There are several ways that GIS measures distance. Euclidean, the simplest, represents travel across a straight line or "as the crow flies". Manhattan distance simulates navigating along a city street grid, where travel is restricted to either north-south and east-west directions. Network Analysis models travel in terms of time, where travel is restricted by a road network or transit infrastructure.
Least-Cost Path Analysis models travel across a surface. It determines the single best course, a polyline, that has the lowest cost for a given source and destination, which are represented by points. This can be described as the routing over a landscape that is not restricted by road networks.
The course through the landscape is modeled as a cost. More specifically each cell in a cost raster has a value which represents the cost of traveling through it.
Typical cost factors are slope and land cover. A cost surface can vary from just a single factor to a combination of them. Even if multiple factors are considered, the analysis only uses a single cost raster.
Least-Cost Path Analysis can be expanded to Corridor Analysis. Instead of resulting in a single base solution represented by a polyline, corridor analysis produces multiple solutions, representing a zone where costs are close to the least cost. The corridor width uses is somewhat subjective. It is controlled by deciding what range of cost to consider. Values of a few percentage points above the lowest cost to as much as 10% above the lowest cost are common.
Scenario 3 uses least-cost path analysis on an area of land in the planning for a potential pipeline. Cost factors include elevation, proximity to rivers and potential crossings of waterways. Datasets used for these cost factors include a DEM, a rivers feature class and feature classes determining the source and destination of the proposed pipeline. Analysis proceeds focusing on each cost factor individually.
Geoprocessing flowchart for least-cost path analysis factoring solely on slope |
Focusing first on the DEM, the raster is converted to a slope raster, and subsequently reclassified using a cost factor range of eight values. The next analysis step utilizes the Cost Distance geoprocessing tool. Using an iterative algorithm, a cost distance raster is generated that represents the accumulated cost to reach a given cell from the source location point.
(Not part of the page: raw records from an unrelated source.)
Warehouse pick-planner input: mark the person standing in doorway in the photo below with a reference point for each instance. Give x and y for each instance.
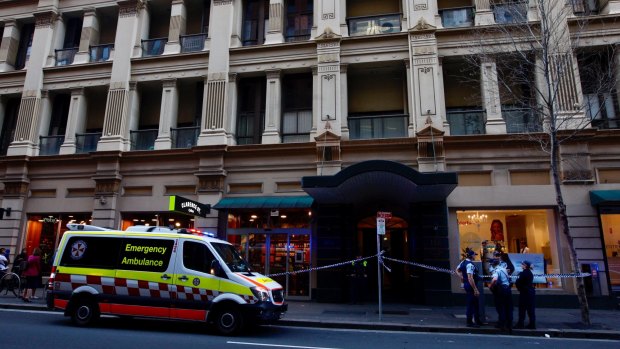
(501, 284)
(469, 275)
(33, 275)
(526, 296)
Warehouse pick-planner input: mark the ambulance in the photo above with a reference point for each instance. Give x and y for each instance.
(160, 273)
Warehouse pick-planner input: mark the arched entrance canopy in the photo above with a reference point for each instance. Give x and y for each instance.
(380, 182)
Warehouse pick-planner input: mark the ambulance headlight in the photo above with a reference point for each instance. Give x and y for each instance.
(261, 294)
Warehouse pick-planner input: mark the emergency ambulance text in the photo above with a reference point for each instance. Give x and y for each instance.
(145, 249)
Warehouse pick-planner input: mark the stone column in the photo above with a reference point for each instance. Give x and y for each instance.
(90, 35)
(168, 114)
(9, 46)
(277, 12)
(76, 121)
(115, 133)
(344, 102)
(27, 128)
(273, 110)
(484, 15)
(177, 27)
(411, 127)
(215, 107)
(489, 87)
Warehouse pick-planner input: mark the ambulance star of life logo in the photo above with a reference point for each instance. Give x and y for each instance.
(77, 249)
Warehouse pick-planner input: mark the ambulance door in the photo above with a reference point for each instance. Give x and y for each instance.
(195, 286)
(143, 284)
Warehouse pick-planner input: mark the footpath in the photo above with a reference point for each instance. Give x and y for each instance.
(550, 322)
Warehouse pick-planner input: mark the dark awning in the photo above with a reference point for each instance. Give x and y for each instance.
(380, 181)
(265, 202)
(601, 197)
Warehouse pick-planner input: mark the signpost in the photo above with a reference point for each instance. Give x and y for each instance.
(381, 218)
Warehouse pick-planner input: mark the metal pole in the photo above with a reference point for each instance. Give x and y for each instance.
(379, 275)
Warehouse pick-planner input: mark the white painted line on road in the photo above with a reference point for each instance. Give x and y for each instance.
(276, 345)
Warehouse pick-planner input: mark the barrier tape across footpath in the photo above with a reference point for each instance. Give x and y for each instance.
(420, 265)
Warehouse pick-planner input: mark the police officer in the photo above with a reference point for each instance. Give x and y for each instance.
(469, 276)
(526, 296)
(358, 280)
(501, 283)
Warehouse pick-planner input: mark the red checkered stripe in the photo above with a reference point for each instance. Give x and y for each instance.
(130, 287)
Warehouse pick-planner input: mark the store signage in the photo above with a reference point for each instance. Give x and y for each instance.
(50, 219)
(187, 206)
(380, 226)
(385, 215)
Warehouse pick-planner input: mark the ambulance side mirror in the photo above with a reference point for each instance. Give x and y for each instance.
(216, 269)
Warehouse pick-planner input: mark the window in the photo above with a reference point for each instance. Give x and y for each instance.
(298, 20)
(91, 252)
(251, 118)
(255, 22)
(25, 45)
(197, 256)
(510, 231)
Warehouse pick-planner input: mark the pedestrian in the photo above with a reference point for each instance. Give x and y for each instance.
(469, 276)
(33, 275)
(501, 283)
(20, 263)
(526, 296)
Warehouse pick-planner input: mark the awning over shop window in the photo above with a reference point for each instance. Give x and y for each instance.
(601, 197)
(265, 202)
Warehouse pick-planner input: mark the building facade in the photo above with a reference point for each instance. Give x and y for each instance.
(299, 120)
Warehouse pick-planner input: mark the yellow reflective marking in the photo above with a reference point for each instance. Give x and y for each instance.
(233, 287)
(86, 271)
(143, 275)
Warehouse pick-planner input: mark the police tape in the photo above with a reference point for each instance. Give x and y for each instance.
(323, 267)
(420, 265)
(444, 270)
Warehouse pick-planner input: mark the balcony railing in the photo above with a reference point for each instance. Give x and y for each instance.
(457, 17)
(378, 126)
(184, 137)
(65, 56)
(193, 42)
(50, 145)
(153, 47)
(373, 25)
(588, 7)
(512, 12)
(86, 142)
(521, 120)
(466, 122)
(143, 139)
(100, 53)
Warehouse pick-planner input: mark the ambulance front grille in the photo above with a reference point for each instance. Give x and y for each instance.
(278, 296)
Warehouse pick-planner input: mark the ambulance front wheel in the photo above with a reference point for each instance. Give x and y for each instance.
(85, 312)
(228, 321)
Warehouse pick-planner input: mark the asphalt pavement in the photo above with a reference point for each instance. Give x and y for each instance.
(550, 322)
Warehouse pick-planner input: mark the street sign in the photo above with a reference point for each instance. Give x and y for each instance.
(383, 214)
(380, 226)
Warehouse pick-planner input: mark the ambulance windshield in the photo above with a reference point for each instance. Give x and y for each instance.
(233, 260)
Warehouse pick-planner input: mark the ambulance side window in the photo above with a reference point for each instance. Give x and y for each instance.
(197, 256)
(90, 252)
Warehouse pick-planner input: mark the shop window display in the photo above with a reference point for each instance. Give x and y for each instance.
(521, 234)
(611, 235)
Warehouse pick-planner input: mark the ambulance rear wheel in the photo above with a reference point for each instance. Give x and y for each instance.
(228, 321)
(85, 312)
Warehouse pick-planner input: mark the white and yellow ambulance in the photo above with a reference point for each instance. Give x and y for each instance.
(160, 273)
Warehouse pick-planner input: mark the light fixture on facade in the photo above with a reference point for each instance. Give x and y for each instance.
(477, 218)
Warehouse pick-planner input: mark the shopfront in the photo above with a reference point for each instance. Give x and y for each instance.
(273, 234)
(44, 231)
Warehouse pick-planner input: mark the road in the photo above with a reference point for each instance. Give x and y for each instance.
(50, 330)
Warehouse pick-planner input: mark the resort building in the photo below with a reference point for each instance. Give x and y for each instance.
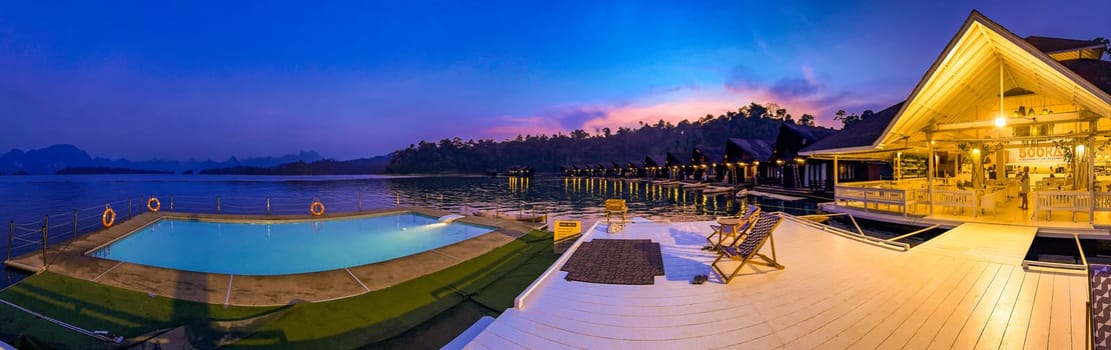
(991, 106)
(744, 156)
(784, 166)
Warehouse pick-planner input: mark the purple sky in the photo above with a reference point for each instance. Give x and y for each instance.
(357, 79)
A cost backlink raster is also created, which traces back how to reach a given cell from the source. This reveals the actual path utilized to obtain the lowest cost. The actual cell values of the backlink raster represent either cardinal directions or the intercardinal point (NE, NW, etc.) instead of cost. The combination of the two output rasters contain every least cost path solution from the single source to all cells within the study area.
Cost Distance Raster - Values represent the cost of traveling through a cell |
Cost Distance Backlink Raster - Values correspond with compass directions |
The final step of least cost path analysis obtains the least cost path from the source to one or more destinations. The result of the Cost Path geoprocessing tool, this consists of a single polyline representing the lowest accumulated cost.
The result of Least-Cost Path Analysis solely on slope |
Continuing our analysis of a proposed pipeline in Jackson County, Oregon, we factor in river crossings as a cost factor.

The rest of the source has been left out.